“Fue necesario que el Cristo padeciese, y resucitase de los muertos al tercer día; y que se predicase en su nombre el arrepentimiento y el perdón de pecados en todas las naciones, comenzando desde Jerusalén” (Lu. 24:46, 47).
El arrepentimiento antecede al perdón de pecados. Estas son las dos cosas que tenemos que predicar. “Dios manda a todos los hombres en todo lugar, que se arrepientan” (Hechos 18:30). El arrepentimiento no es el mero reconocimiento de que hemos pecado. Es algo mucho más fuerte. Es una actitud de vergüenza y contrición delante de Dios por cómo somos. Es humillarnos delante del Él en reconocimiento de nuestro fracaso moral, porque no hemos llegado al listón que Él marcó para el ser humano. Somos deficientes, estamos contaminados, sucios, llenos de motivaciones indignas, de hechos reprobables, inconsecuencias, fallos y fracasos. Vivimos egocéntricamente; somos interesados y egoístas hasta la médula. No sabemos amar aun cuando deseamos hacerlo. Hacemos daño a los que más amamos y, a los que no, los aborrecemos, no los valoramos. Somos incapaces de hacer algo desprendido, magnánimo, altruista, que no nos beneficie a nosotros mismos. No reflejamos la imagen de Aquel que nos creó, que es amor puro en todas sus dimensiones. Somos como hijos abortivos, deformados, patéticas criaturas que aún vivimos, pero no del todo.

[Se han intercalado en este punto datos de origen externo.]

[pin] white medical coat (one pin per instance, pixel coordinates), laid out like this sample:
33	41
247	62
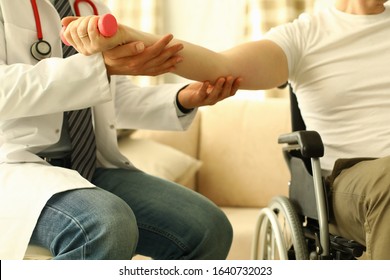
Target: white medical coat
33	97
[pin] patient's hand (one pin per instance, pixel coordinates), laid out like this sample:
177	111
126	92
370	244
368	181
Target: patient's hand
121	56
154	60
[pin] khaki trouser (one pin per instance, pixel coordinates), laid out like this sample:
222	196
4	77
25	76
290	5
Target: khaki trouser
361	204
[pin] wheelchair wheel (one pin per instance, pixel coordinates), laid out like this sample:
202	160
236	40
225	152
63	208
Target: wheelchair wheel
278	234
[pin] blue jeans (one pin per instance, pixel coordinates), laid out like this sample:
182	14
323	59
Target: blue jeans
130	213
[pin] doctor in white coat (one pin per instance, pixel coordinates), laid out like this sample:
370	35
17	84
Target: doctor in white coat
121	211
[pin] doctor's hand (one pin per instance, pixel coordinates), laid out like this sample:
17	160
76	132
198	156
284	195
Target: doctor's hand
121	57
137	59
202	94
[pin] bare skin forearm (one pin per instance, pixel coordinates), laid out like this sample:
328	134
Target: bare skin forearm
199	63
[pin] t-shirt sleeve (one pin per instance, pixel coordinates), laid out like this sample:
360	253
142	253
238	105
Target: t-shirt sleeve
291	38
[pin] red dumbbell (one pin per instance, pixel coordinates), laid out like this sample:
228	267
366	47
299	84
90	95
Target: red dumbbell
107	26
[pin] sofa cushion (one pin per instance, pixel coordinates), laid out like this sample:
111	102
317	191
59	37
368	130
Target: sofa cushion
243	164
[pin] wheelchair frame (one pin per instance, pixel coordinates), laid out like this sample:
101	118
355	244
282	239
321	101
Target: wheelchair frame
297	227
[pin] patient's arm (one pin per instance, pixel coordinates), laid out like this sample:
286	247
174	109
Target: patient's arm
261	64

En esta condición nos presentamos delante de un Dios que exige perfección moral, y no podemos apoyar nuestra causa con ningún argumento. No tenemos excusa. Él nos ha dado todo y lo hemos despilfarrado, hemos estropeado nuestro mundo, a nuestros seres allegados, y a nosotros mismos, y tenemos que dar cuentas delante de Él, quien es perfecto en motivación, actuación, pensamiento y hecho. No lo hemos honrado, ni glorificado y le he hemos fallado miserablemente. Con esta actitud, más los hechos concretos que demuestran nuestro estado de perdición, nos presentamos culpables delante de nuestro Juez. Reconozco que para cumplir toda justicia Dios me tiene que poner en el infierno. Esto es el arrepentimiento: “Porque yo reconozco mis rebeliones, y mi pecado está siempre delante de mí. Contra ti, contra ti solo se pecado y he hecho lo malo delante de tus ojos; para que seas reconocido justo en tu palabra y tenido por puro en tu juicio” (Salmo 51: 3, 4).

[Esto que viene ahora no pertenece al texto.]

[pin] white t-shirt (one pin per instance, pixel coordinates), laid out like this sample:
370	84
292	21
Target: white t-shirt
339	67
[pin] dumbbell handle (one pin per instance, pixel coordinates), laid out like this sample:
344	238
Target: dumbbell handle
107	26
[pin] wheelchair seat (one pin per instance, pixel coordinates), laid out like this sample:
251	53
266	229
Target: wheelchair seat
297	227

Solo cuando alguien llegue a este estado de convicción se puede proceder a la segunda cosa que el Señor Jesús nos mandó predicar: el perdón de pecados. “Que se predicase en su nombre el arrepentimiento y el perdón de pecados”. Es entonces cuando se explica que “fue necesario que el Cristo padeciese, y resucitase de los muertos al tercer día” (v. 46), y, para que la persona arrepentida entienda la salvación que Dios ha elaborado para ella, es necesario que el Espíritu Santo “les abra en entendimiento, para que comprendan las Escrituras” (v. 45). Nuestra parte es predicar la necesidad de arrepentimiento, y cuando la persona está preparada para recibirlo, explicar cómo puede obtener perdón de pecados en el nombre de Jesús.